À quelque temps de là, rentrant chez lui à l’heure du souper, M. Lafleur appela sa fille.

— Elle est à écrire une lettre, fit sa femme. Que lui veux-tu ?

— Oh ! simplement lui demander de poser à mon veston un bouton qui vient de s’arracher.

— Donne, je vais le recoudre.

M. Lafleur enleva son habit qu’il remit à sa femme avec le bouton. Puis il s’assit près de la table, déploya son journal et se mit à lire. Mme Lafleur s’installa dans un fauteuil, tourna le vêtement sur ses genoux pour travailler à son aise. Dans ce mouvement, des papiers sortant de la poche intérieure glissèrent au plancher. Elle les ramassa et allait les remettre dans le veston lorsqu’elle remarqua sur une lettre le nom et l’adresse d’un tailleur. Cela l’intrigua un peu vu que son mari n’avait pas acheté de vêtements dans ces derniers temps. Par curiosité elle sortit la lettre de l’enveloppe. C’était une facture acquittée pour un manteau de dame. Prix : $40. Mme Lafleur resta un moment suffoquée, indignée.

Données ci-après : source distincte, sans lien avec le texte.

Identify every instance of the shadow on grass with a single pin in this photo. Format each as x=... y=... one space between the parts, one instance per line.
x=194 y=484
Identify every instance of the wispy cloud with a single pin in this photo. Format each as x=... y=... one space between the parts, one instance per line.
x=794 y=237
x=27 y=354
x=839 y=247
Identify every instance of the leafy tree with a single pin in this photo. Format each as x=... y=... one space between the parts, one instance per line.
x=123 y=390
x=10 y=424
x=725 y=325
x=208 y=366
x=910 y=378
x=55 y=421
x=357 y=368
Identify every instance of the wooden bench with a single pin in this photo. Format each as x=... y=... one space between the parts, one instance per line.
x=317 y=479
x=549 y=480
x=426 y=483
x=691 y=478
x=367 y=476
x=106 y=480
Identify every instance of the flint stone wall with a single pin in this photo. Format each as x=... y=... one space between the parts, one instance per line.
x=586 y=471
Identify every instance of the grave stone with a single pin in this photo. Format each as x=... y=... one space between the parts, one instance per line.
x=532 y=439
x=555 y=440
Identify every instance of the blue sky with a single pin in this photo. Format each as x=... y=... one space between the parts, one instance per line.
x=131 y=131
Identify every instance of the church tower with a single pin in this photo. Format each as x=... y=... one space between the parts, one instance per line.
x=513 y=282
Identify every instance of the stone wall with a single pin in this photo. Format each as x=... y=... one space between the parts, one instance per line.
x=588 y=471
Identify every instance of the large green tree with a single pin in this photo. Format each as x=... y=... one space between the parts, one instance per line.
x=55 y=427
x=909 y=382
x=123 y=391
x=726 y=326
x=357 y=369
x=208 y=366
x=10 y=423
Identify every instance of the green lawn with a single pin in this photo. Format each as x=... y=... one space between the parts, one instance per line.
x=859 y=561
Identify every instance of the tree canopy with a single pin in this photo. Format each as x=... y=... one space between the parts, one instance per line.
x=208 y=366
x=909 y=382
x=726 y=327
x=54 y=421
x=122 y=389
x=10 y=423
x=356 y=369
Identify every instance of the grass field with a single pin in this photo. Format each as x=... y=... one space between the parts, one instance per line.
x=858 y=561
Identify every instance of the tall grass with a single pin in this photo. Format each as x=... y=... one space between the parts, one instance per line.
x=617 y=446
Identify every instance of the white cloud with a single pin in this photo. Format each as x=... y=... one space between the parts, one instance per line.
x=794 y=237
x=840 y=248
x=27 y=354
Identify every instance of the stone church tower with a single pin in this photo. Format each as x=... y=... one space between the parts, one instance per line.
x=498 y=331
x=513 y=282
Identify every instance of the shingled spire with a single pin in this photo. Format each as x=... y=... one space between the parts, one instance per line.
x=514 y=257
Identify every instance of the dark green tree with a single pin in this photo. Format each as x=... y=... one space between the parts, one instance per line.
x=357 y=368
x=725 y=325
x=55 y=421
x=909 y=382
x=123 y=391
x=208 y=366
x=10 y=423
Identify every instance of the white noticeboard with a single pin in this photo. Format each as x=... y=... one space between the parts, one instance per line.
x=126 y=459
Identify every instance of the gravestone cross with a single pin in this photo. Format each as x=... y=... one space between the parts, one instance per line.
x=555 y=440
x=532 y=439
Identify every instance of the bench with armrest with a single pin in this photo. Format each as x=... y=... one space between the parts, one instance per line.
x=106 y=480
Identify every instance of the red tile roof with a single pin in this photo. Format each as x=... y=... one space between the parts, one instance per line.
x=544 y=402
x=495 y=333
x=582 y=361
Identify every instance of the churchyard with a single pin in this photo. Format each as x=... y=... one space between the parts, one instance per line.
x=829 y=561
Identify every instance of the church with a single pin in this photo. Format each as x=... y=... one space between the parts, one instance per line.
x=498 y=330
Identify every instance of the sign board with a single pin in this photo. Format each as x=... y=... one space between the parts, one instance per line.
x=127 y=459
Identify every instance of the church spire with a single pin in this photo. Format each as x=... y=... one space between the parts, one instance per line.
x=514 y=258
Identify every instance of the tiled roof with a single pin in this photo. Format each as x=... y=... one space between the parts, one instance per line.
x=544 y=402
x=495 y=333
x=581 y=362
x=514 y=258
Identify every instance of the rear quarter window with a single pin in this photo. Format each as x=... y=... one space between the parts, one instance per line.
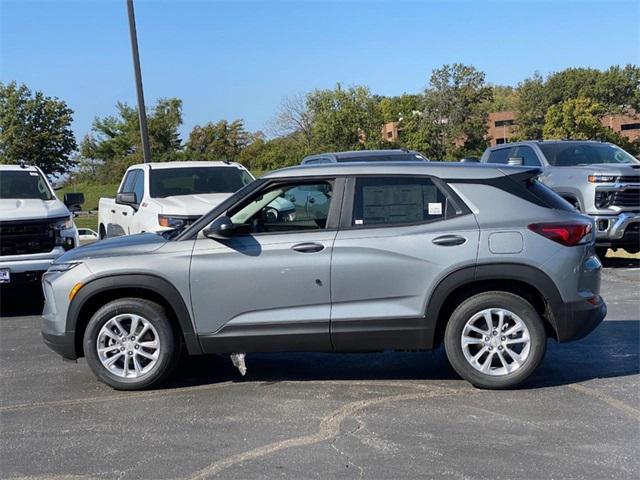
x=548 y=196
x=398 y=201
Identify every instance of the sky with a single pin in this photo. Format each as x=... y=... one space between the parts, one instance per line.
x=229 y=60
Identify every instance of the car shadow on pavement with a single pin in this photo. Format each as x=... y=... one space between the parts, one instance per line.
x=612 y=350
x=21 y=302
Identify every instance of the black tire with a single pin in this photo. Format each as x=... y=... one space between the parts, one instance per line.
x=602 y=252
x=503 y=300
x=170 y=345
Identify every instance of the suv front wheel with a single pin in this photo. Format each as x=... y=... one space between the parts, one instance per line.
x=130 y=344
x=495 y=340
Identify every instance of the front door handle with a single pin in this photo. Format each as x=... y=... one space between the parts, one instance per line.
x=449 y=240
x=308 y=247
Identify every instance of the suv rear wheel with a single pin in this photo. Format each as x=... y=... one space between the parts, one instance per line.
x=130 y=344
x=495 y=340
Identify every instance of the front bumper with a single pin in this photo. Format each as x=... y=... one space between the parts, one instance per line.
x=576 y=320
x=617 y=229
x=61 y=343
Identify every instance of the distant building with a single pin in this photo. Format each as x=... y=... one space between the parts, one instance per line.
x=501 y=127
x=391 y=131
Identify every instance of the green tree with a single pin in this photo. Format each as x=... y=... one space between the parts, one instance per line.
x=579 y=118
x=344 y=119
x=114 y=142
x=294 y=118
x=531 y=107
x=401 y=108
x=36 y=129
x=454 y=122
x=505 y=98
x=614 y=88
x=217 y=141
x=264 y=155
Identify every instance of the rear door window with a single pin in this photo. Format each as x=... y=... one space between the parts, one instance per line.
x=529 y=157
x=129 y=179
x=499 y=156
x=397 y=201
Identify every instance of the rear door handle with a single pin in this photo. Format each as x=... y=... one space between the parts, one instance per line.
x=449 y=240
x=308 y=247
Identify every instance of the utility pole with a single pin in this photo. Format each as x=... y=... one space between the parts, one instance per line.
x=142 y=113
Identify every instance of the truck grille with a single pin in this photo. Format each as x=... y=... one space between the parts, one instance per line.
x=627 y=198
x=26 y=237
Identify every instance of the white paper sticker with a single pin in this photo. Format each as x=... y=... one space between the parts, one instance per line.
x=435 y=208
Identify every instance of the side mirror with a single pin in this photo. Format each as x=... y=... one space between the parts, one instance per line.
x=74 y=199
x=128 y=198
x=220 y=229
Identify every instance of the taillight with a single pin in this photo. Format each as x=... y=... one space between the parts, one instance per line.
x=568 y=234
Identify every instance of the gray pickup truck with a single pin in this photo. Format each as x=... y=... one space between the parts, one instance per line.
x=599 y=179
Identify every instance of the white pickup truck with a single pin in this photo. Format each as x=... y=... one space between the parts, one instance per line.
x=35 y=227
x=156 y=197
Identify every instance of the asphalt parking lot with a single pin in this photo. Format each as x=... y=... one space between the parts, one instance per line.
x=391 y=415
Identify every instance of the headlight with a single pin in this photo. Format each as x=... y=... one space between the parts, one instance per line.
x=171 y=222
x=602 y=178
x=63 y=224
x=62 y=267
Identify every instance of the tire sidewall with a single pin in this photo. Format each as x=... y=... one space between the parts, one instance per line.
x=156 y=316
x=473 y=305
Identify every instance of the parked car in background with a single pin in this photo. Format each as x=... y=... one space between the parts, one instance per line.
x=404 y=256
x=86 y=235
x=156 y=197
x=599 y=179
x=35 y=227
x=401 y=155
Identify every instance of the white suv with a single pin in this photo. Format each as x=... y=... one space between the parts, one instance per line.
x=35 y=227
x=156 y=197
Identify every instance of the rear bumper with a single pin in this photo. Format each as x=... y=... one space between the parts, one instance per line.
x=576 y=320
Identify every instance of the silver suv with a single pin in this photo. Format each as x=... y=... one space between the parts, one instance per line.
x=599 y=179
x=405 y=256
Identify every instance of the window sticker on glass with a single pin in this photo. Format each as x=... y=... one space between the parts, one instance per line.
x=392 y=203
x=435 y=208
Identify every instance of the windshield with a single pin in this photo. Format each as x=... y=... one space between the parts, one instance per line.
x=569 y=154
x=167 y=182
x=23 y=184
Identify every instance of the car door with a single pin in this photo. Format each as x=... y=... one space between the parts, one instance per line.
x=399 y=236
x=267 y=287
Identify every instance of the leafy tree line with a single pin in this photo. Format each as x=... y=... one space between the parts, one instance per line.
x=446 y=121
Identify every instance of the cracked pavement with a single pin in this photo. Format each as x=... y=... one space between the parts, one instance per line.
x=388 y=415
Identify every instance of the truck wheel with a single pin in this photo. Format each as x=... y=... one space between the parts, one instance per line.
x=602 y=252
x=495 y=340
x=130 y=344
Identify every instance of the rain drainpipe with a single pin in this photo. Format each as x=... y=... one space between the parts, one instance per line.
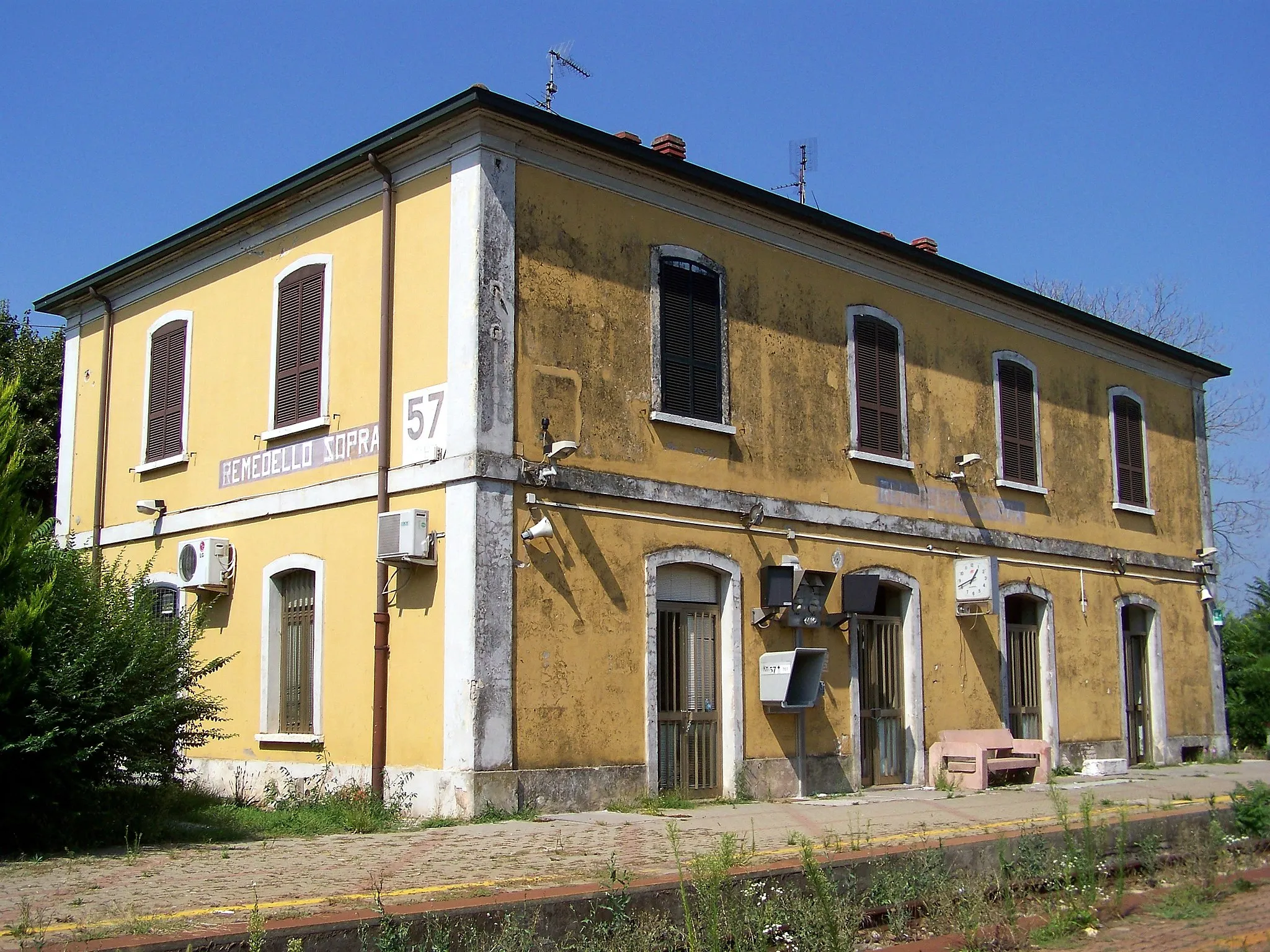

— Tiens, fit-elle en tendant l’habit et le bouton à son mari. Tu demanderas à la dame qui a reçu le manteau de te poser ce bouton.

M. Lafleur restait stupéfait.

— Je vais t’expliquer, fit-il, un peu remis de sa surprise. Ce n’est pas ce que tu penses. Brisebois m’a demandé de lui acheter un complet. Je lui ai dit d’aller voir ce tailleur, mais au lieu de se faire confectionner un habit il a fait faire un manteau à sa blonde. J’avais déclaré au tailleur que je paierais et j’ai payé, mais je retiendrai cette somme sur sa part des recettes lors de son prochain match.